An international competition among professional men’s football clubs, the Peace King Cup has been held in Korea every two years since 2003. This event has grown in prestige, and the 2009 games will be hosted by Spain in Andalusia. This is a major step into one of the heartlands of professional football. Enthusiasts will be able to view the games on television from around the world.

Peace King Cup draws public attention to the needs and challenges of creating a culture of peace, and the proceeds are used to support worthy projects in many countries. The first and second place winners in the 2007 competition, the Olympique Lyonnais (France) and the Bolton Wonderers (Liverpool, UK), each donated $50,000 for sports projects.

Peace Queen Cup

The Peace Queen Cup draws top national teams in women's football. The 2008 tournament takes place in Suwon, Korea, from June 14 to 21. This is the second Peace Queen Cup event since its start in 2006. Many strong teams are participating in the event, including the U.S., Brazilian, Canadian teams, which are ranked first, fourth, and ninth, respectively by FIFA. The other five teams are Argentina, Australia, Italy, Republic of Korea, and New Zealand. Many Korean football fans are excited at the prospect of watching these teams play.
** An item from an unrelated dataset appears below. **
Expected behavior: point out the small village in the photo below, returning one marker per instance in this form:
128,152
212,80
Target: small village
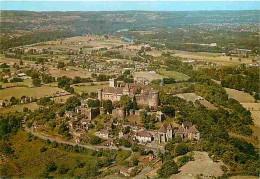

The competition is preceded by a fashion show and pop music concert. A Forum on Asian Women’s Sports at Gyeong-gi University features participants from 13 Asian nations discussing the status of Asian women's sports, especially women's football, and prospects for further development.

The Star Cup


The Star Cup offers well-known actors, journalists, and media celebrities an opportunity to play football competitively for a public purpose. Fans are responding to this Korean-based tournament, which is more widely watched than many FIFA matches. Audiences are eager to see their favorite 'stars' play. Proceeds help support football programs in conflict-torn nations such as Liberia.

The "Nine Million Campaign" of the United Nations High Commission for Refugees (www.ninemillion.org) was created in 2006 in partnership with corporate sponsors Nike and Microsoft, with the noble goal of giving more than nine million children around the world better access to education, sports, and technology.

In short, the athletic initiatives are creating models for peace by building bridges across cultural differences through sports. They link the marketing of global sporting events to the everyday needs of youth struggling to find positive expression in life through sports. By promoting constructive and healthy lifestyles among the youth, the path to peace is broadened.